Division of Hematology and Oncology, Department of Internal Medicine, University of Michigan, Ann Arbor, MI, United States.
Rogel Cancer Center, University of Michigan, Ann Arbor, MI, United States.
Oncologist. 2024 Aug 5;29(8):725-730. doi: 10.1093/oncolo/oyae163.

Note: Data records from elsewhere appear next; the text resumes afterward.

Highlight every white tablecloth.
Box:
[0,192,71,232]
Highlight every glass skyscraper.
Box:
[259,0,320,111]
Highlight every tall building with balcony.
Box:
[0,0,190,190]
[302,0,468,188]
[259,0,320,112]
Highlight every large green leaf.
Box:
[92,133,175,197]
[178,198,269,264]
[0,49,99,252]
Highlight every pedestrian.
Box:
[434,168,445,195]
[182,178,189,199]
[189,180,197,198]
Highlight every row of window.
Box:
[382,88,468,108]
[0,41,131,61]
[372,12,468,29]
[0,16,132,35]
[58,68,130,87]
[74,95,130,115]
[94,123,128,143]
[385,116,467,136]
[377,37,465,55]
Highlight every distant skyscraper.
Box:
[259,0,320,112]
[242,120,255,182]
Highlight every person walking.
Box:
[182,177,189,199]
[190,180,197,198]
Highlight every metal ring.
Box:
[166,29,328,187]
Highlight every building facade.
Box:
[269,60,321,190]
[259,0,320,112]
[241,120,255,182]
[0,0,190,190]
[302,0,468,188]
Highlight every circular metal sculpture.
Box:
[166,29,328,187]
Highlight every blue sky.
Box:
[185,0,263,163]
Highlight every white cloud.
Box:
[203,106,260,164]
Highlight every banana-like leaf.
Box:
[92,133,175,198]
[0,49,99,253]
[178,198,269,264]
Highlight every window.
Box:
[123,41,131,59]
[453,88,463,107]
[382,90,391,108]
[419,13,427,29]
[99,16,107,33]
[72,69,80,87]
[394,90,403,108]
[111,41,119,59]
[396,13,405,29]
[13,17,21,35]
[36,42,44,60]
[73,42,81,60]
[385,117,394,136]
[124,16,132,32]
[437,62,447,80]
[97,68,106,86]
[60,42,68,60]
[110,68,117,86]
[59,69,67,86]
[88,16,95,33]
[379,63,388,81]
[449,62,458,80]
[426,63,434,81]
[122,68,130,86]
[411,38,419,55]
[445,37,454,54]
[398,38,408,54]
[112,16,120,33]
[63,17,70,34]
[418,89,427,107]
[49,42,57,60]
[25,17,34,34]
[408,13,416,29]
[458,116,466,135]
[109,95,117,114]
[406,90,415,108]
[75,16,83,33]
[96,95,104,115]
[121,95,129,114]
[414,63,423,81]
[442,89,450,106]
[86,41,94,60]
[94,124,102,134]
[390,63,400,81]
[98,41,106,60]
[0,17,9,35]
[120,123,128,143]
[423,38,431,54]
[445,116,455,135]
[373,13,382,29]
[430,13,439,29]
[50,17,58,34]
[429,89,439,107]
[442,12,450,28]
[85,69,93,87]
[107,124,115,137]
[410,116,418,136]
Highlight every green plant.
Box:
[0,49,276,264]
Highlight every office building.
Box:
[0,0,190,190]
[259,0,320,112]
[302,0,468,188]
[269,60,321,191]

Isocitrate dehydrogenase 1 (IDH1) missense mutations occur at a frequency of 10%-15% in intrahepatic cholangiocarcinoma (iCCA). IDH1 mutations result in accumulation of (R)-2-hydroxyglutarate, an oncometabolite that leads to DNA hypermethylation and impairment of homologous recombination (HR). Impairment of HR results in a "BRCAness" phenotype which may confer sensitivity to poly(ADP ribose) polymerase (PARP) inhibition.

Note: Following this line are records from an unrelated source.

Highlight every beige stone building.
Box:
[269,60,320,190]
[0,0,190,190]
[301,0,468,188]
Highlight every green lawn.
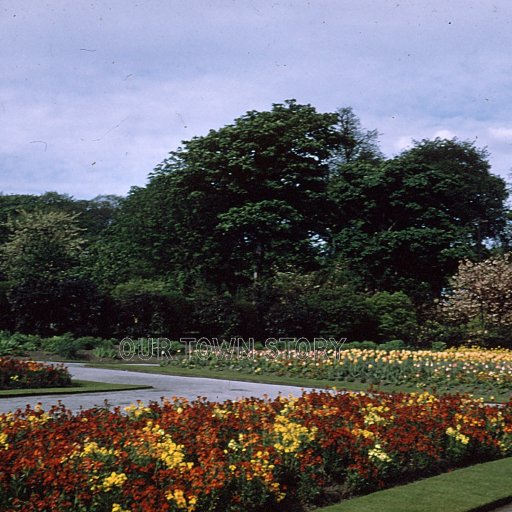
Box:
[315,458,512,512]
[87,363,510,403]
[0,380,151,399]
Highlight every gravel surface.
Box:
[0,363,312,412]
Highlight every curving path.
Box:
[0,363,312,413]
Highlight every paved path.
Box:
[0,363,310,413]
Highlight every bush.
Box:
[0,357,71,389]
[369,292,418,344]
[0,281,14,331]
[115,291,191,338]
[93,340,118,359]
[9,280,105,336]
[187,293,241,338]
[0,331,41,356]
[43,333,83,359]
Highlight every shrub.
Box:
[369,292,418,344]
[9,280,108,336]
[43,333,82,359]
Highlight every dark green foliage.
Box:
[115,291,192,339]
[369,292,418,344]
[115,101,337,291]
[0,281,15,331]
[9,280,107,336]
[188,293,241,339]
[329,139,507,303]
[0,105,512,344]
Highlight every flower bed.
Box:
[0,357,71,389]
[164,348,512,394]
[0,392,512,512]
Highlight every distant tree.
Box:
[440,254,512,328]
[329,139,508,302]
[116,100,338,290]
[332,107,384,167]
[0,211,85,282]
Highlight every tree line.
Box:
[0,100,512,345]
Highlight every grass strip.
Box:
[315,457,512,512]
[86,363,510,403]
[0,380,152,399]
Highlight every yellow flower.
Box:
[102,471,128,492]
[0,432,9,450]
[112,503,130,512]
[165,489,197,512]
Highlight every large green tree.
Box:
[0,211,85,283]
[116,100,339,289]
[329,139,507,300]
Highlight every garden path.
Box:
[0,363,310,413]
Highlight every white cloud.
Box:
[489,128,512,144]
[0,0,512,197]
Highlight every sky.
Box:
[0,0,512,199]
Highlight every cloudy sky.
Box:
[0,0,512,198]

We conducted a retrospective cohort review to identify patients with advanced, IDH1 mutated iCCA treated with a PARP inhibitor (PARPi) at the University of Michigan between 2018 and 2023. Patients are described with respect to prior lines of therapy, response to platinum-based chemotherapy, and progression-free survival (PFS) and overall survival (OS) from the time of PARPi initiation.

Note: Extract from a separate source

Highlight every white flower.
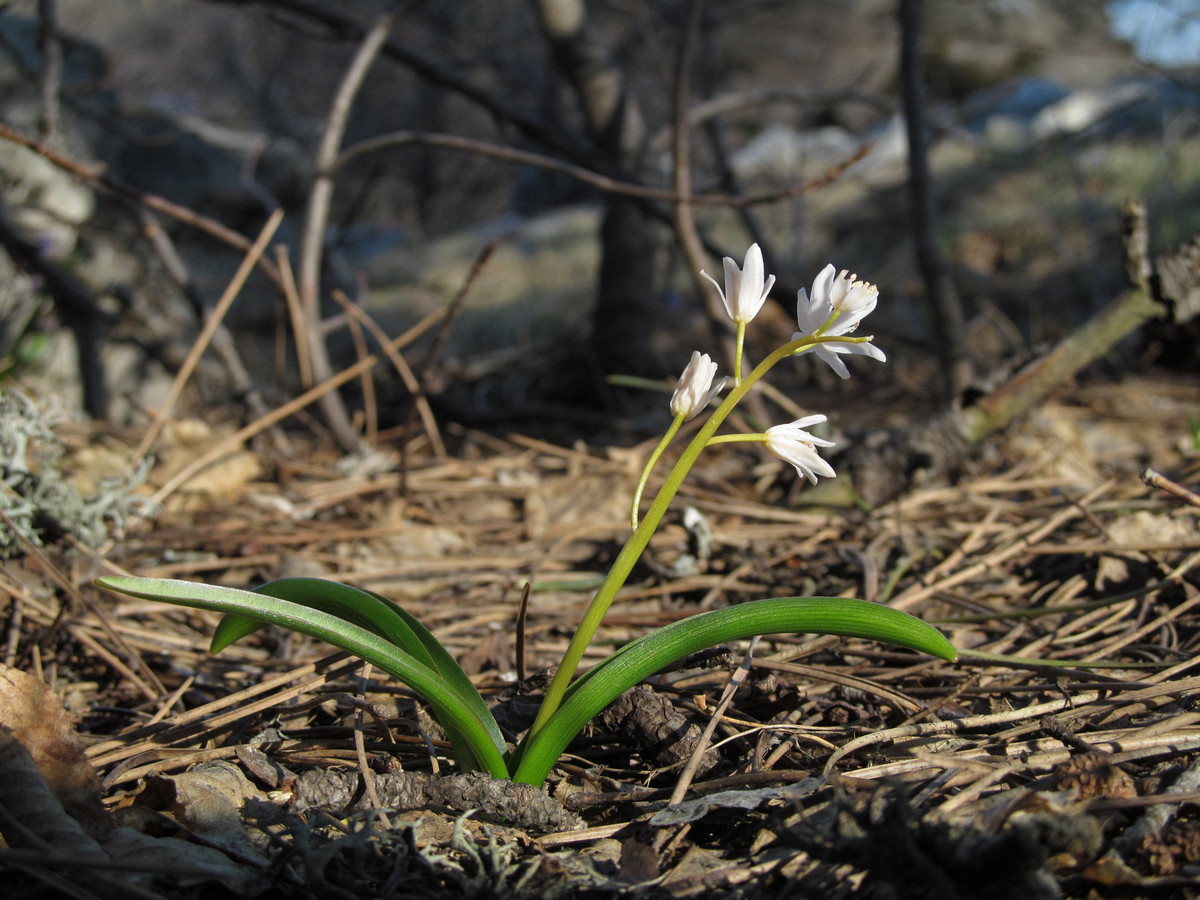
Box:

Between 2018 and 2023 we identified 40 patients with IDH1 mutated iCCA of which 6 patients were treated with a PARPi as monotherapy or in combination with an ATR inhibitor or anti-PD-1 immune checkpoint inhibitor. Majority of patients (n = 5) carried an IDH1 R132C mutation per tissue-based next generation sequencing. All patients had previously received at least one line of cisplatin-based systemic therapy for advanced disease prior to treatment with PARPi. PFS and OS from time of PARPi initiation ranged from 1.4 to 18.5 months and 2.8 to 42.4 months, respectively. Best response on PARPi therapy included 2 partial responses.
This is the first case series to describe PARPi treatment in IDH1 mutated iCCA. Results underscore the limitation of PARPi monotherapy, potentially support combined PARPi therapies, and highlight a need for effective treatment options for patients with IDH1 mutated iCCA.
异柠檬酸脱氢酶 1(IDH1)错义突变在肝内胆管癌(iCCA)中的发生率为 10%-15%。IDH1 突变导致(R)-2-羟基戊二酸的积累,这是一种致癌代谢物,导致 DNA 超甲基化和同源重组(HR)受损。HR 受损导致“BRCA 样”表型,这可能使患者对聚(ADP 核糖)聚合酶(PARP)抑制剂敏感。
我们对密歇根大学在 2018 年至 2023 年间接受 PARP 抑制剂(PARPi)治疗的晚期 IDH1 突变型 iCCA 患者进行了回顾性队列研究。根据先前的治疗线、对铂类化疗的反应以及从 PARPi 开始时的无进展生存期(PFS)和总生存期(OS),对患者进行描述。
在 2018 年至 2023 年间,我们确定了 40 名 IDH1 突变型 iCCA 患者,其中 6 名患者接受了 PARPi 单药治疗或与 ATR 抑制剂或抗 PD-1 免疫检查点抑制剂联合治疗。大多数患者(n=5)的组织下一代测序显示存在 IDH1 R132C 突变。所有患者在接受 PARPi 治疗之前,均已接受过至少一线基于顺铂的系统治疗。从 PARPi 开始时的 PFS 和 OS 分别为 1.4 至 18.5 个月和 2.8 至 42.4 个月。PARPi 治疗的最佳反应包括 2 例部分缓解。
这是首例描述 IDH1 突变型 iCCA 中 PARPi 治疗的病例系列。结果强调了 PARPi 单药治疗的局限性,可能支持联合 PARPi 治疗,并突出了需要为 IDH1 突变型 iCCA 患者提供有效的治疗选择。